As for what Francis said about it as quoted above, it is unsurprisingly among “key doctrinal errors” from Amoris, cited by Matthew McCusker, Deputy International Director of the Society for the Protection of Unborn Children, speaking at the Rome Life Forum on 6 May 2016. The above statement follows this from the same document, “The way of the Church is not to condemn anyone forever.”.

McCusker found it:

very difficult to make sense of these statements, because . . . it is precisely in the gospels that Our Lord Himself speaks many times about the possibility of men and women being condemned forever as a result of sin; “depart from me you cursed into the everlasting fire” he represents himself as saying on the day of judgment, “and these shall go into everlasting punishment: but the just, into life everlasting.” (Mt 25:41, 46).

And, the Church, while always desiring and working for the conversion of sinners, nonetheless will refuse the sacraments indefinitely to those who fail to repent of grave sin.

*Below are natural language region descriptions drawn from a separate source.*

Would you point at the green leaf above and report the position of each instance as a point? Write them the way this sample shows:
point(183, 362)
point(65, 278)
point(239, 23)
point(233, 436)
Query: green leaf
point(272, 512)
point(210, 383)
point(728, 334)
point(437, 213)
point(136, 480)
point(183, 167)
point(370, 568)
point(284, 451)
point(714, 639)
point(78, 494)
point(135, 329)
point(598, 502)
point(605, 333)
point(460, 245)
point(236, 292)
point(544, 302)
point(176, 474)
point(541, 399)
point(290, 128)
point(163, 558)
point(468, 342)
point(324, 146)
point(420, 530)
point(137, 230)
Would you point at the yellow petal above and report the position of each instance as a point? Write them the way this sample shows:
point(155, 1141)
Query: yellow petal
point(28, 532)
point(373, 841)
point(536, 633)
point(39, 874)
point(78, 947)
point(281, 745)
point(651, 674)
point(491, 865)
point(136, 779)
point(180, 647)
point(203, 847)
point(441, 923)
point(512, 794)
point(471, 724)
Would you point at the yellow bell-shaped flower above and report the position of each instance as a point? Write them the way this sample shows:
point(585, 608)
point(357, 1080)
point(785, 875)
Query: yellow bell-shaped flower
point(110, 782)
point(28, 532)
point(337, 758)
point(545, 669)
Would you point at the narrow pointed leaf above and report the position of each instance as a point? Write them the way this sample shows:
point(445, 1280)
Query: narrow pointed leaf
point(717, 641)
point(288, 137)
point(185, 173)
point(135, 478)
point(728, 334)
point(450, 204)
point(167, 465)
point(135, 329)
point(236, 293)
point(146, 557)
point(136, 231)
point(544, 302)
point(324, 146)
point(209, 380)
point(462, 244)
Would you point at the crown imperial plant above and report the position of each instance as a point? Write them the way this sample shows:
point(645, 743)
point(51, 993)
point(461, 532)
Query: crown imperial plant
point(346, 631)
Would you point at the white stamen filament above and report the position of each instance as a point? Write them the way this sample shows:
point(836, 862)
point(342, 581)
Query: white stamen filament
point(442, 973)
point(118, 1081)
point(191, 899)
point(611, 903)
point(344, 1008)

It’s confusing, to say the least. Indeed four cardinals sent “dubia” (doubts) about this and other parts of Amoris to Francis, asking to meet with him — in the spirit of Paul “withstanding Peter to his face” in the matter of enforcing Jewish dietary and other laws on Gentile Christians — but Francis has not met with them and has not responded to their questions.

4 thoughts on “The hell with hell, wrote Pope Francis

  1. Jim,

    Granted, it’s been over 30 years since I read the Gospel favored by Francis, but I don’t recall Marx or Engels ever saying anything about eternal damnation.


  2. Hello. Gentiles are not obligated in any way whatsoever to observe Jewish dietary laws, or Sabbath observance or any other of the 613 mitzvot in the Torah.

    You could observe the 7 Noahtide laws if so inclined. Let’s see, don’t kidnap (steal), don’t murder (kill), don’t eat the limb off a live animal, don’t worship idols, don’t use G-d’s name in vain (blaspheme), don’t commit illicit sexual relations, and establish courts/judges.
    I’m no Talmudic scholar but that about covers it.
    Oh, and PLEASE serve as much ham and bacon in your restaurants, picnics, parties, etc. we’re not “offended” like the muzzie supremacists. We just don’t eat it or sell it. I feel better the way things used to be before they came here. #beerbacondogs


    1. Yes, KyraNelson, but way at the start of Christianity, when Christians were mostly Jews, it was an issue whether Jewish laws would now apply to Gentile converts. Peter would have allowed it, Paul objected, “to his face,” as the once-dominant translation put it. Paul won out. It’s the precedent cited by the four cardinals, who are questioning what Pope Francis — Peter’s successor according to Catholic belief — has written. Anyhow, thanks for your notes about the ancient laws.